Robbery of nature; Choosing a future; Neoliberal lives; Indigenous resistance; Canadian oil vs the climate; Environmental justice in danger; Agrobiodiversity; Cars and capitalism
Ecosocialist Bookshelf is an occasional feature. We can’t review every book we receive, but we will list and link to any that seem relevant to Climate & Capitalism’s mission, along with brief descriptions. Titles listed here may be reviewed in future. Inclusion of a book does not imply endorsement, or that we agree with everything (or even anything!) these books say.
John Bellamy Foster & Brett Clark
THE ROBBERY OF NATURE
Capitalism and the ecological rift
Monthly Review Press, 2020
Foster and Clark examine how capitalism plunders nature, leading to the current anthropogenic rift in the Earth System. They show that the ecological crisis extends beyond questions of traditional class struggle to a corporeal rift in the physical organization of living beings themselves, raising critical issues of social reproduction, racial capitalism, alienated speciesism, and ecological imperialism. Highly Recommended.
Christiana Figueres & Tom Rivett-Carnac
THE FUTURE WE CHOOSE
Surviving the climate crisis
Alfred A. Knopf, 2020
The authors, who played leading roles in negotiating the 2015 Paris Agreement, offer two scenarios, describing what life on Earth will be like by 2050 if that emissions aren’t slashed, and what a carbon neutral, regenerative world could be like. They argue for confronting the climate crisis head-on, and outline what they believe governments, corporations, and individuals must do to fend off disaster.
Robert Chernomas, Ian Hudson & Mark Hudson
NEOLIBERAL LIVES
Work, politics, nature, and health in the contemporary United States
Manchester University Press, 2019
Over the past 35 years, capitalist logic has expanded into previously protected spheres of life, with devastating effects on the potential for human development. This is a manifesto of sorts for the range of processes that need to be confronted if human potential is to be freed from the increasingly cramped quarters to which neoliberalism has confined it.
Nick Estes
OUR HISTORY IS THE FUTURE
Standing Rock versus the Dakota Access Pipeline, and the long tradition of indigenous resistance
Verso, 2019
At once a work of history, a manifesto, and an intergenerational story of resistance. Nick Estes traces traditions of Indigenous resistance that led to the No Dakota Access Pipeline campaign, he largest Indigenous protest movement in the twenty-first century — so far.
Donald Gutstein
THE BIG STALL
How big oil and think tanks are blocking action on climate change in Canada
Lorimer, 2018
Gutstein traces the origins of the Canadian government’s climate change plan back to Big Oil. He shows that in the last fifteen years, Big Oil and right-wing ideologues have manipulated media, politicians and public opinion to promote new wells and pipelines and prevent the effective measures required to create a zero-carbon world.
Julie Sze
ENVIRONMENTAL JUSTICE IN A MOMENT OF DANGER
University of California Press, 2020
Environmental injustices are manifesting across racial and class divides in devastatingly disproportionate ways. What does this moment of danger mean for the environment and for justice? What can we learn from environmental justice struggles?
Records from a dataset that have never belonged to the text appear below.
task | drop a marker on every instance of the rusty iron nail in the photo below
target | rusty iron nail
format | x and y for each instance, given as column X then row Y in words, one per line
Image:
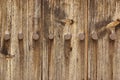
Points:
column 112, row 36
column 82, row 36
column 7, row 35
column 51, row 36
column 94, row 36
column 35, row 36
column 67, row 36
column 20, row 35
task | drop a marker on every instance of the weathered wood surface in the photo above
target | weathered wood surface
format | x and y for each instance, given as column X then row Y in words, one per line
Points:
column 52, row 40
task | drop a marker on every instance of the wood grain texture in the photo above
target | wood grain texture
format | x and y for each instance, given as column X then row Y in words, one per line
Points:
column 101, row 52
column 52, row 56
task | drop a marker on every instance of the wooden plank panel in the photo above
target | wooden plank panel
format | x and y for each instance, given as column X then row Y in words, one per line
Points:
column 101, row 51
column 116, row 50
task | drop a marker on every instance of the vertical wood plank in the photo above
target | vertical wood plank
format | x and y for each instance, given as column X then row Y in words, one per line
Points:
column 100, row 60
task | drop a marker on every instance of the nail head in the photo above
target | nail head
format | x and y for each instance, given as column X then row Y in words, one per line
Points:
column 112, row 36
column 82, row 36
column 94, row 36
column 35, row 36
column 7, row 36
column 20, row 36
column 67, row 36
column 50, row 36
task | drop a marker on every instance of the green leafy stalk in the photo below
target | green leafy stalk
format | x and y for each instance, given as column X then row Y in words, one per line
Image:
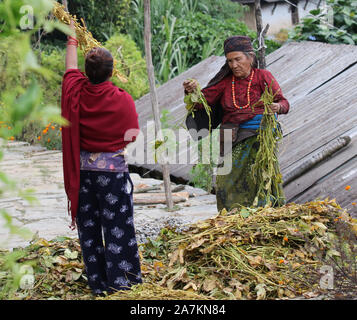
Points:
column 265, row 170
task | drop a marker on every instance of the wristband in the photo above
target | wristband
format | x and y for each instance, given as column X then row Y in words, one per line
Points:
column 72, row 40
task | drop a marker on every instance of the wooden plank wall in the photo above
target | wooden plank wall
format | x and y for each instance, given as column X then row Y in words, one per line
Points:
column 323, row 106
Sze examines how mobilizations and movements fight, survive, love, and create in the face of violence that challenges the conditions of life itself.
Karl S. Zimmerer & Stef de Haan, editors
AGROBIODIVERSITY
Integrating knowledge for a sustainable future
MIT Press, 2019
The increasing simplification of food systems, the continuing decline of plant species, and the ongoing spread of pests and disease threaten biodiversity in agriculture as well as the sustainability of food resources. From a range of disciplines, the contributors examine the challenges of agrobiodiversity and sustainability and propose an framework for future research, scholarship, policy, and practice.
Hans A. Baer
MOTOR VEHICLES, THE ENVIRONMENT, AND THE HUMAN CONDITION
Driving to extinction
Lexington Books, 2019
The world now has more than a billion motor vehicles, and this number continues to grow. Baer provides a political ecological perspective recognizes that motor vehicles embody the social, structural, cultural, and environmental contradictions of the capitalist world system. Moving beyond motor vehicles will require creating an ecosocialist world system based on social justice, democratic processes, environmental sustainability, and a safe climate, one termed.